2012-04-30 23:12:23 | 経過

当初の予定より、ほんの少し遅れたが、息子が無事退院した。
主治医の先生は、傷口の抜糸をしながら、”次の構想”を語り始めた。
それは、サッカー選手として再生することを前提とした、いくつかの選択肢だ。
「今からの回復状態とリハビリの達成度で、次のことを話し合いながら前に進みましょう。」
こんな意味合いの言葉だった。


前を向くには、十分な言葉だった。

さあ、復活するために、焦ることなく、少しずつ始めよう。
3月は去り、4月が退いた。
最悪の2カ月は、もう終わった。

明日からは、新しい5月が始まる。同時に復活がスタートする。


4月28日 外泊

2012-04-30 00:21:24 | 経過

4月28日、息子に、外泊の許可が出た。

リハビリ後、病院を出た息子は、所属するクラブチームの公式戦、プログレスリーグ第4節を観に行った。
残念ながら、強豪サンフレッチェ広島に4-5と惜敗したが、息子の目に希望の光が宿った。

監督に”現状報告”しようと、松葉杖ダッシュすると、息子の姿を確認した監督は、大粒の涙を流し、声に出して泣きながら息子の体を抱いてくださった。

夕方には、小学校の時お世話になったスポ少のコーチが、息子をバーベキューに誘ってくださった。

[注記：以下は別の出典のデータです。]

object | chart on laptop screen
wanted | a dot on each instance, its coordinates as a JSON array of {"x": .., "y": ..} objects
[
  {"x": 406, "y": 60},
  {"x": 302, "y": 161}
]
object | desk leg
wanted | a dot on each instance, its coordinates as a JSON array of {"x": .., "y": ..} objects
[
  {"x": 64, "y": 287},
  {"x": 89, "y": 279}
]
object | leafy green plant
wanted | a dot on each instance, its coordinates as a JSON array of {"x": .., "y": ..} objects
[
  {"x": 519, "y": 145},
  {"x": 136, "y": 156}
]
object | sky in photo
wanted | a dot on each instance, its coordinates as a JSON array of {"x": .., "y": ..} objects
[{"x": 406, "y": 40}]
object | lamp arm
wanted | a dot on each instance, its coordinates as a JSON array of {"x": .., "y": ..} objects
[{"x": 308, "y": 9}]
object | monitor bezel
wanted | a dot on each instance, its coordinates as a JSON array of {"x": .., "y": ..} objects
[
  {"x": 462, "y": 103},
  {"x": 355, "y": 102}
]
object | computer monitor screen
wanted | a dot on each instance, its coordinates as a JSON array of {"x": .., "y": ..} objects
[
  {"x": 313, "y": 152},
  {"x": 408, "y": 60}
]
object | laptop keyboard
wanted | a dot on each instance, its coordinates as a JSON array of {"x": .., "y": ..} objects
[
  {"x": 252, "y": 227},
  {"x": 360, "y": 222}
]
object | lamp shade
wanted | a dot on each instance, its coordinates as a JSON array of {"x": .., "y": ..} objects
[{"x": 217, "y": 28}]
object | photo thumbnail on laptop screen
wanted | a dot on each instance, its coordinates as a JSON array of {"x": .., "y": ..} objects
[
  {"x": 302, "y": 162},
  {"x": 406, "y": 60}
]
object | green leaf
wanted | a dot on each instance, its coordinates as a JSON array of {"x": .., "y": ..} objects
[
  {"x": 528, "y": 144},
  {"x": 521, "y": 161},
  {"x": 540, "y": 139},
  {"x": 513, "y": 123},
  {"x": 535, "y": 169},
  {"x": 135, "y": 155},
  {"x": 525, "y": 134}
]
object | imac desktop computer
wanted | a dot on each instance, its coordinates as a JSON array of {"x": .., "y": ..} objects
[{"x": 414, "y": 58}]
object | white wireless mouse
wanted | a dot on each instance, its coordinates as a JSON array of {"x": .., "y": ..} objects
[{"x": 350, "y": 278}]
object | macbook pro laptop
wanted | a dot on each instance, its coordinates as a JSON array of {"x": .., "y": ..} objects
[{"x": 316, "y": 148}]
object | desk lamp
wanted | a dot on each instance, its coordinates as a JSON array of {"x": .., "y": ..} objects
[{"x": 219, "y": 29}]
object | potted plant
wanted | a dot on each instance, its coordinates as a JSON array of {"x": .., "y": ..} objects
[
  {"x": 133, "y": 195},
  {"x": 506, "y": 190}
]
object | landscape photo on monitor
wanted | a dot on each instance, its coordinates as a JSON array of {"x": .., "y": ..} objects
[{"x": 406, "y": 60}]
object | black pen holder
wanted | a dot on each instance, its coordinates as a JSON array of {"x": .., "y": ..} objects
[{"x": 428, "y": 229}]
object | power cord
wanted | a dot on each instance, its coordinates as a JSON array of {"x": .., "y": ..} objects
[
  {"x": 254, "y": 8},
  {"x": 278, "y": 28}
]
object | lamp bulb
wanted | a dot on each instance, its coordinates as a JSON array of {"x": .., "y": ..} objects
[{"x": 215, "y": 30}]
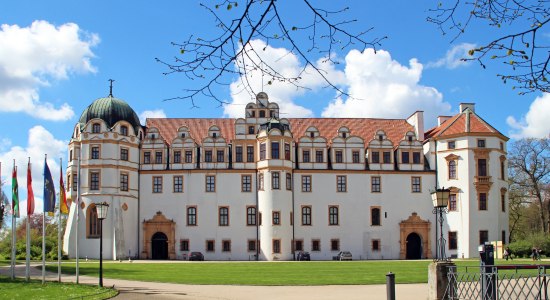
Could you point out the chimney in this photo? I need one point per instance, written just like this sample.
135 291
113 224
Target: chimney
442 119
471 106
417 120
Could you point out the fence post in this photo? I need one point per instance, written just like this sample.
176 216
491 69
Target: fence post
390 286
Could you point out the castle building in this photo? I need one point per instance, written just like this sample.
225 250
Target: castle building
264 187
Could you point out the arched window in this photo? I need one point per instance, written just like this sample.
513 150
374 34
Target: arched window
93 224
333 215
452 169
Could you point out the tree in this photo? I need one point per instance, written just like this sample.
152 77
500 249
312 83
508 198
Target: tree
232 52
517 43
529 168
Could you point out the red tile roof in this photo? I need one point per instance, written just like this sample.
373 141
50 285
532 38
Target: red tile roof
328 127
457 125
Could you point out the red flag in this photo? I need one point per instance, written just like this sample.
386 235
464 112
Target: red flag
63 207
30 193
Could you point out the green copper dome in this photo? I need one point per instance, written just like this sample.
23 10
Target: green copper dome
110 110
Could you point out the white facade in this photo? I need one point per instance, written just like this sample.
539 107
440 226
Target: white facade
261 186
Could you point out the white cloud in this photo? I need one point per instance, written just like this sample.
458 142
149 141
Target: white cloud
32 56
40 142
383 88
452 58
157 113
535 123
284 93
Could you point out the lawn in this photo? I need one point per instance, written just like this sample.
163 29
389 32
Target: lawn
266 273
19 289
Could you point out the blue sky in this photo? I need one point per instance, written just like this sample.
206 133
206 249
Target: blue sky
56 58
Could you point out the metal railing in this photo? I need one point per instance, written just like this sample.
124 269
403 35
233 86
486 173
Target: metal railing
510 282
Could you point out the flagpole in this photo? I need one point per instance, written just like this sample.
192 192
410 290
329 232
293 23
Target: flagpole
28 263
59 225
44 228
77 207
13 216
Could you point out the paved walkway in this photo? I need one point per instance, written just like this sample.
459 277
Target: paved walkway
153 290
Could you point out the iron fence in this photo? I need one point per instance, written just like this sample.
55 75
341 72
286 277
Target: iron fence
510 282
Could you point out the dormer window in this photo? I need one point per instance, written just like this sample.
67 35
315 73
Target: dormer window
96 128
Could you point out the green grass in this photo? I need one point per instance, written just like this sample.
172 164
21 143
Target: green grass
268 273
19 289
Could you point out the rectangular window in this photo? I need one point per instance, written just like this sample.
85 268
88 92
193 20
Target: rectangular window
210 246
146 157
158 157
191 216
251 246
333 215
375 245
452 202
94 181
339 157
483 236
453 242
177 157
188 156
482 201
306 215
416 157
276 246
288 181
184 245
481 143
275 180
335 245
355 157
226 246
124 154
405 157
306 183
250 153
416 184
376 157
287 151
223 218
261 181
251 215
319 156
208 155
239 154
482 167
341 183
178 184
375 185
124 182
315 245
95 152
275 150
157 184
210 183
246 183
276 218
375 216
262 151
305 155
219 155
387 157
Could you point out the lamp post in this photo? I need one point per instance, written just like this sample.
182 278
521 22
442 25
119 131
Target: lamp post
101 209
440 198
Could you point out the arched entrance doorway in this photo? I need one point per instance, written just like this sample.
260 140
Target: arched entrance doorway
414 246
159 244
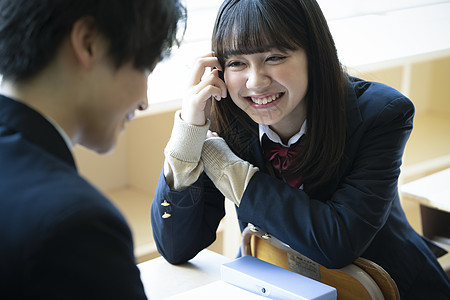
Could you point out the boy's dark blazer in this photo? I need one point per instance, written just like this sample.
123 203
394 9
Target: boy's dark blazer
60 238
358 211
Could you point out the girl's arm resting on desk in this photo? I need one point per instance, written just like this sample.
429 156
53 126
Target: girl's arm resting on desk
336 223
182 165
195 214
228 172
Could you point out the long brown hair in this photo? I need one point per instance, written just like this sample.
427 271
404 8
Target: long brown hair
252 26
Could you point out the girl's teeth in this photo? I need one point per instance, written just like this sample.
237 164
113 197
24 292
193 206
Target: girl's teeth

夜、家に帰ってシャワー浴(まだ、湯船に浸かることはできないので・・・)を終えた後、すぐに布団にもぐりこんだ。
もぐりこんだ瞬間に、寝息をたてて、眠りについた。
こんなに一気に眠れるものだろうか?そう疑問に思えるほど、”速攻寝”だった。
心地よい疲れと安堵感は、中学2年生を、赤ちゃんのように眠らせるのだろうか?


いよいよ、4月30日には退院できる。
我々家族全員の新たな生活が始まる。
緩やかに回復しながら、緩やかに前進しよう。
決して急がず、焦らず、奢らず。


4月28日 一時外泊

2012-04-27 23:19:32 | 経過

今週中の退院は無理だったが、明日(4月28日)は、一時外泊が認められた。
1日だけだが、ようやく、息子が我が家に帰ってくる。
とても長く感じたが、まだ1週間しか経っていない。
不思議なほど、スピード感覚の欠如した1週間だった。

午前8時20分から、リハビリをして昼前には、病院を出ることができそうだ。
やっと、病院のベッドから解放される。
ああ、やっと、最悪の1週間が終わり、これからは、光が濃くなるばかりだ。



さあ、廻りとは異なった時空で、徐々に前進することができそうだ。







4月27日 退院の目途がたった

2012-04-27 00:16:34 | 経過

息子の手術後、4日が経過した。主治医の先生の診断後、退院の日が決まった。(内定?)
それと同時に、リハビリテーションも始まった。
我が家に息子が帰ってくる。
落ち込んだ気持ちが、いくらか晴れてくる。

さあ、いろいろなものを、ゆっくり取り戻そう。
前を向くことの、具体的なモチベーションが提示された。



めちゃ、辛かった

2012-04-26 23:53:48 | つぶやき

4月23日。息子はすこぶる元気な体でベットに横たわっていた。右ヒザ以外は(見た目では判別できないのだけれど・・・)完璧なU-14のサッカー小僧だ。
午後からの手術の時間が近づいてきた。
母親は全く外傷のない、きれいな、つるっとした右ヒザを丁寧に撫でた。愛情をこめて、とても丁寧に撫でた。父親の私も、心から丁寧に右ヒザを撫でた。
二人は心の中で泣きながら、丁寧に撫でた。

息子は強い足取りで、手術室に消えていった。

彼が手術を終え、我々が待つ病室に帰ってきた時、いくつかは解決していた。
執刀医である主治の先生は、我々の最大の不安を、丁重に肯定した。
息子は麻酔からようやく覚めて、意識がはっきりしない中で、とても辛い結果を、おぼろげに聞き、心の中で受け止めた。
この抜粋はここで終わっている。